Meriem B

Une nouvelle étape dans la modernisation du système de santé vient d’être franchie à Oran avec la signature d’une convention-cadre entre l’Établissement hospitalo-universitaire 1er Novembre 1954 et l’Université Oran 1 Ahmed Ben Bella. À travers ce partenariat, les deux institutions affichent leur ambition commune d’accélérer la transition vers la santé numérique et de poser les bases d’un « hôpital intelligent » reposant sur la digitalisation, la recherche scientifique et l’intelligence artificielle.

Lors de la cérémonie de signature, le directeur général de l’EHU 1er Novembre, Rabah Bar, a souligné que le secteur de la santé commence aujourd’hui à récolter « les fruits des réformes engagées par les hautes autorités du pays dans le domaine de la numérisation ». Il a estimé que cette convention permettra à l’établissement hospitalier de bénéficier de l’expertise universitaire dans des domaines stratégiques tels que la télémédecine, la gestion numérique des données médicales et l’intelligence artificielle appliquée à la santé.

Le responsable a insisté sur le fait que « la digitalisation constitue désormais la colonne vertébrale des systèmes de santé modernes », affirmant que l’objectif final demeure l’amélioration de la prise en charge des patients et le développement d’un hôpital plus performant et mieux connecté aux standards internationaux.

De son côté, le recteur de l’Université Oran 1, le professeur Amine Abdelmalek, a expliqué que cette convention vient formaliser plusieurs travaux et recherches menés depuis des années entre les équipes universitaires et le CHU, jusque-là dispersés et réalisés sans cadre institutionnel unifié. Selon lui, ce partenariat ouvre la voie à une coopération structurée autour de la recherche scientifique et de l’accompagnement technique de l’établissement hospitalier dans sa transformation numérique.

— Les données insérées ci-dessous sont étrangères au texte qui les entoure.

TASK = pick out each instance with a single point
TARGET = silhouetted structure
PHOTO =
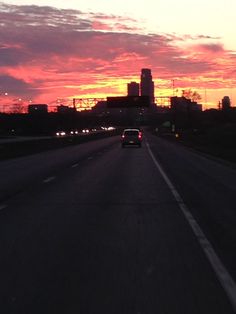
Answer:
(184, 105)
(147, 84)
(38, 109)
(226, 104)
(65, 109)
(133, 89)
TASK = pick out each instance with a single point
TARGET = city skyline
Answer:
(65, 51)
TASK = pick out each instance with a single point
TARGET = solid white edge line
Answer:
(49, 179)
(221, 272)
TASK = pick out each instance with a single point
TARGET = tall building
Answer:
(147, 84)
(226, 103)
(133, 89)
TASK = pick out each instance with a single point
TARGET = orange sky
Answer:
(50, 55)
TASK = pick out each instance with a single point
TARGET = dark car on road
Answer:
(131, 137)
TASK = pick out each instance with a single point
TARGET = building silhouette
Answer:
(133, 89)
(147, 84)
(226, 104)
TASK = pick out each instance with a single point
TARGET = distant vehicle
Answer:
(131, 137)
(61, 133)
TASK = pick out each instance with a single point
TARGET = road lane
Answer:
(208, 188)
(104, 237)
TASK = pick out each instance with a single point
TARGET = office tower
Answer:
(147, 84)
(133, 89)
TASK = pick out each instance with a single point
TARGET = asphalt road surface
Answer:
(100, 229)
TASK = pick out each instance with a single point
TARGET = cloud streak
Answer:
(47, 53)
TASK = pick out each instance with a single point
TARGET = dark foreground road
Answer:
(98, 229)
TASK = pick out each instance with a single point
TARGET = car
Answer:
(131, 137)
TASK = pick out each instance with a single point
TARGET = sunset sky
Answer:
(53, 51)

Le recteur a précisé que plusieurs projets sont déjà engagés dans des spécialités médicales telles que l’oncologie, la dermatologie, la pneumologie ou encore la cardiologie. « Ces recherches existent déjà, mais elles pourront désormais être concrétisées sur le terrain dans un cadre officiel », a-t-il déclaré, soulignant que le choix du CHU 1er Novembre « n’est pas fortuit », l’établissement étant considéré comme un pôle de référence à l’échelle régionale et nationale.

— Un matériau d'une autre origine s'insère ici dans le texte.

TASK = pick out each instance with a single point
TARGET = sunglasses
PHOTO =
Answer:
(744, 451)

Des applications concrètes de la santé digitale

Président du conseil scientifique du CHU, le professeur Houari Toumi a, pour sa part, mis en avant les perspectives offertes par le développement du « Digital Health ». Il a évoqué plusieurs applications concrètes de la numérisation hospitalière, notamment la gestion intelligente des lits, leur géolocalisation en temps réel ainsi que la mutualisation des capacités d’accueil entre les services saturés et ceux disposant de places vacantes.

Le spécialiste a également cité l’exemple des applications numériques utilisées dans le suivi de certaines pathologies, à l’image de l’hémophilie, plaidant pour le développement de solutions algériennes adaptées aux besoins nationaux. Revenant sur la coopération entre l’EHU et l’université, il a rappelé que les premiers travaux conjoints remontent à 2017, estimant que cette convention constitue aujourd’hui « l’aboutissement d’années de recherches menées dans l’ombre ».

Même constat chez Djamila Hamdadou, directrice du laboratoire d’informatique de l’Université Oran 1, spécialisé dans les technologies liées à l’intelligence artificielle. Elle a affirmé que cette convention vient consacrer plusieurs années de collaboration scientifique avec l’EHU d’Oran, notamment à travers des projets de doctorat, des mémoires de master et des publications scientifiques nationales et internationales.

La responsable a également indiqué que plusieurs équipes de recherche travaillent déjà sur des problématiques médicales variées en lien avec les technologies numériques, ajoutant que cette coopération devrait permettre de mieux structurer ces travaux et de renforcer les passerelles entre le monde académique et les besoins réels des établissements de santé.

À travers cette convention, l’EHU 1er Novembre et l’Université Oran 1 entendent ainsi faire d’Oran un laboratoire avancé de la santé numérique en Algérie, dans un contexte marqué par l’accélération de la transformation digitale des services publics et la volonté des pouvoirs publics de moderniser durablement le système national de santé.